These notes were last revised before version 4 of R was released. The notes assume that ‘read.csv’ and other R functions that read data convert character variables into factors by default. This is no longer true in version 4. Character variables are not converted to factors and you must convert them explicitly before using them in regressions. Although you can perform regressions with character variable, it is poor practice because predictions on subsets of the data may be incorrect since a subset of a character variable may have different levels than the original variable. The levels, including their order, of a categorical variable are critical for the correct use of a categorical variable for most regression functions.
Probably the most important thing to do to ensure ‘reproducible analyses’ is to ’‘’never touch the raw data’’’ – assuming the raw data comes from another source: the web, a client, etc.
If you modify the data using a spreadsheet, you won’t be able to justify the changes you made and ensure that you didn’t introduce errors.
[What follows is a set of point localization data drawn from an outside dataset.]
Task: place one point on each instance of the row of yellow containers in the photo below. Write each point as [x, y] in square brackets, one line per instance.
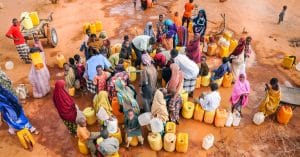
[171, 142]
[94, 27]
[189, 110]
[225, 81]
[30, 19]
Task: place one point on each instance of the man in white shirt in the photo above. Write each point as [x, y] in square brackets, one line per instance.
[189, 68]
[210, 101]
[142, 43]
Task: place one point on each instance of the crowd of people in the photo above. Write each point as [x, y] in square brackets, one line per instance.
[104, 75]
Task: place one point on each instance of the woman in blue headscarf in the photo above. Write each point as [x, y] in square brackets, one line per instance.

When an updated version of the raw data arrives, you will have to reproduce the whole process with no confidence that you will achieve consistent results. Therefore:
NEVER TOUCH THE RAW DATA
as counterintuitive as that seems.
How do you change messy raw data into something you can analyze? You must do this with a script so the steps are well documented, reproducible and defensible.
This script illustrates the transformations when an updated version arrives.
# packages that may need to be installed:
install.packages('devtools', dependencies = TRUE)
install.packages('car', dependencies = TRUE)
install.packages('effects', dependencies = TRUE)
install.packages('snow', dependencies = TRUE)
install.packages('rbenchmark', dependencies = TRUE)
# install.packages('compiler', dependencies = TRUE) # no need to install, now in base
This is an example of an R Markdown file written in R Notebook style, i.e. as an R script. All your output from a series of R commands: the commands, the output and graphs are placed in a single HTML file. Optionally, output can also go into a pdf file or a doc file.
You can also include LaTeX in the text for the file, e.g. \(Y = X \beta + \epsilon\).
This scrips assumes that two packages available on GitHub have been installed, spida2 and p3d.
if(!require(spida2, quietly = TRUE)) devtools::install_github('gmonette/spida2')
if(!require(p3d, quietly = TRUE)) devtools::install_github('gmonette/p3d')
Flat (rectangular) files: - Easiest way of transferring to R: Use .csv
files - Main problem I’ve encountered: dates and times - Missing data codes: - Only one code in R - By default ‘NA’ in a character variable becomes missing data - Never been a problem until I had data on Namibia
Collections of hierarchical files: - Transfer individual files and use merge
in R to join files
An example where everything goes wrong.
Or “how to use R’s strengths to deal with its weaknesses”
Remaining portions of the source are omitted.